In the Letter to the Romans, from which the Second Reading is taken, Paul describes this chaos in our world. Abstract Trinitarian theology will evolve through the centuries that follow. In this letter, Paul describes a lived experience of believers drawn into community by the power of God’s action through Jesus Christ. This recreation of humankind is sustained through the recreating work of the Holy Spirit. The sin of man splits us into isolation and alienation while the action of the Trinity draws us into a community of Love.

3. We were baptised in the name of the Son. This is God’s “piece de resistance”. The height of the love of God for us is the Word was made flesh and dwelt among us. The Word of God came unto this World. This Wisdom was with God from the beginning delighting in God’s creation. The responsorial psalm: Psalm 8 picks up the marvels of God’s creation. There is the sun to rule by day, the moon and the stars to delight heart of humankind. Wisdom was there when the birds in the air, the animals on land, and the fish in the sea were created into the beauty we see today. We often take this gift for granted. Sometimes we even think we have a right to them.

Jesus Christ reminds us that we were made in innocence, we were made in the image and likeness of God. Our purpose was to become holy as our Heavenly Father is holy. However, we are caught up in the cycle of greed, anger, jealousy and revenge. And so the Word of God becomes flesh to be one like us in all things but sin. This Only begotten Son of God would show us once again the Way to God. He would tell Philip “To know me is to know the Father.” But we are hard of heart and slow to believe and so when the time came to return to the Father, the Word of God promised us the Holy Spirit who would be our Advocate.

  romans16_27

And so we were baptised in the name of the Holy Spirit.

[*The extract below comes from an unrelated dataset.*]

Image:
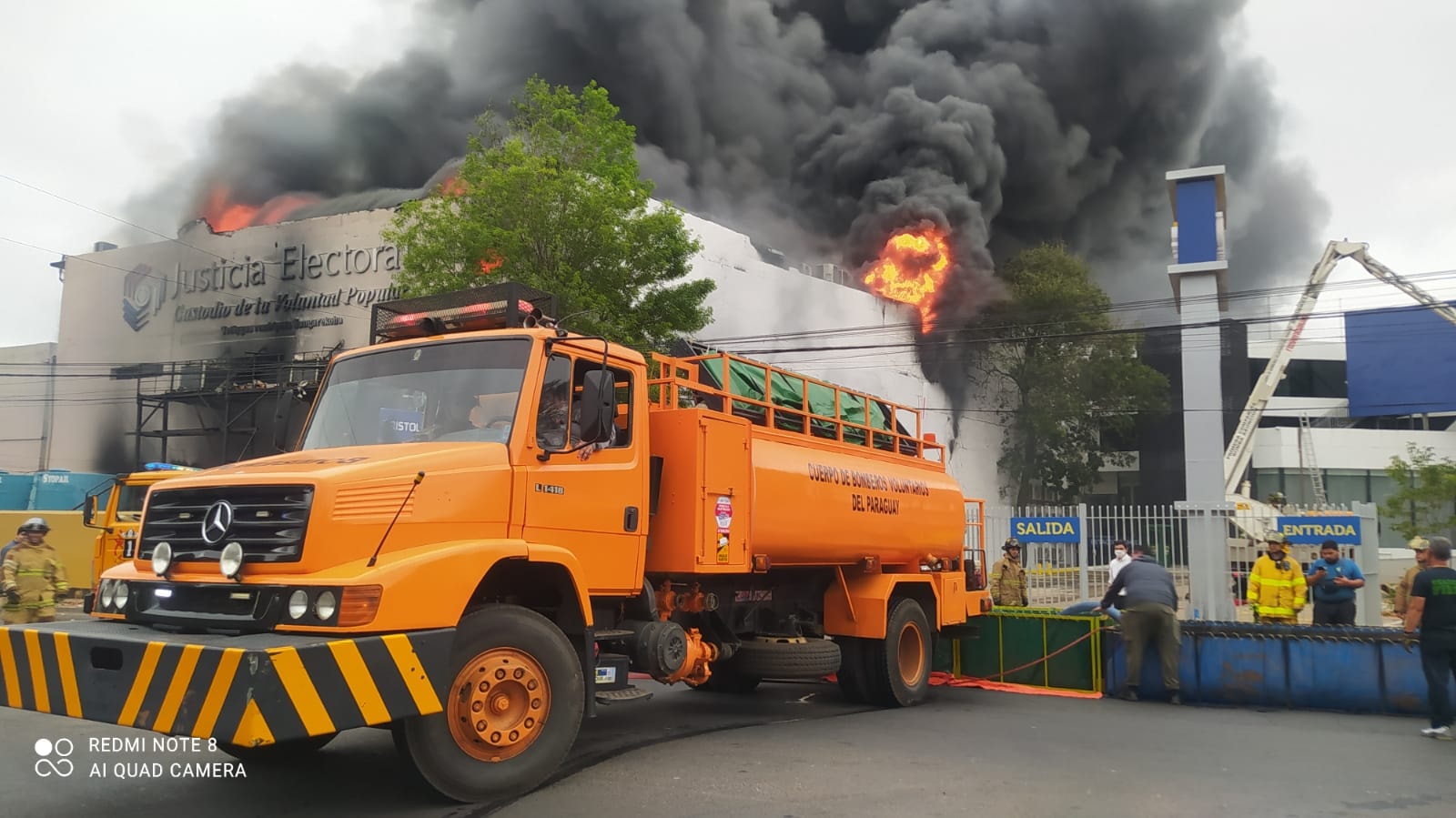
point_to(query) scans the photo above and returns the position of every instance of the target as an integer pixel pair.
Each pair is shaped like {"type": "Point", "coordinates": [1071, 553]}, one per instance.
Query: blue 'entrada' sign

The Holy Spirit would teach us everything and remind us of all the Son had taught us.

The Holy Spirit would recreate the face of the Earth.

The Holy spirit would turn us in the right direction and like Moses we would desire to see God “face to face.”

So we would be suffering from unwanted verbiage if we try to explain the Trinity with the age old images: the Irish Clover, or Thomas Aquinas’ powers of the Mind: memory understanding and will, or the Sun, its rays and heat. All these images try to depict the Trinity of Persons, but one God. They are helpful but fall so far - far short of the reality. The richness of our feast today - is to stand back and let the

Father astound us with Love

Son astound us with Salvation

Spirit astound us with recreating us - again and again and again, as often as we need that Love.

This is the Mystery we live out, we who were baptised in the name of the Father and of the Son, and of the Holy Spirit.

Appendix

The five affirmations of Lonergan:

1. God the Father neither made his own and only son from some preexisting material nor created the Son from nothing, but from eternity out of his own substance generated the Son as consubstantial to the Father.

2. The Holy Spirit, the Lord and giver of Life, proceeding from the Father, who spoke through the prophets, is to be adored and glorified with the Father and the Son.

3. Therefore, one is the divinity, the power, and the substance of the Father, the Son and the Holy Spirit, but three are the persons or hypostases distinguished from one another by their proper characteristics, which are all in the order of relation; hence in God everything is one, except where the opposition of the relation dictates otherwise.

4. The Holy Spirit proceeds from the Father and the Son as from one principal and by one spiration.

5. The dogma of the Trinity, which is mystery properly so called, cannot by principles natural to us be either understood in itself or be demonstrated by its effects; this remains true even after revelation, when, however, reason illumined by faith can proceeds, with God’s help, to an analogical and imperfect understand of this mystery.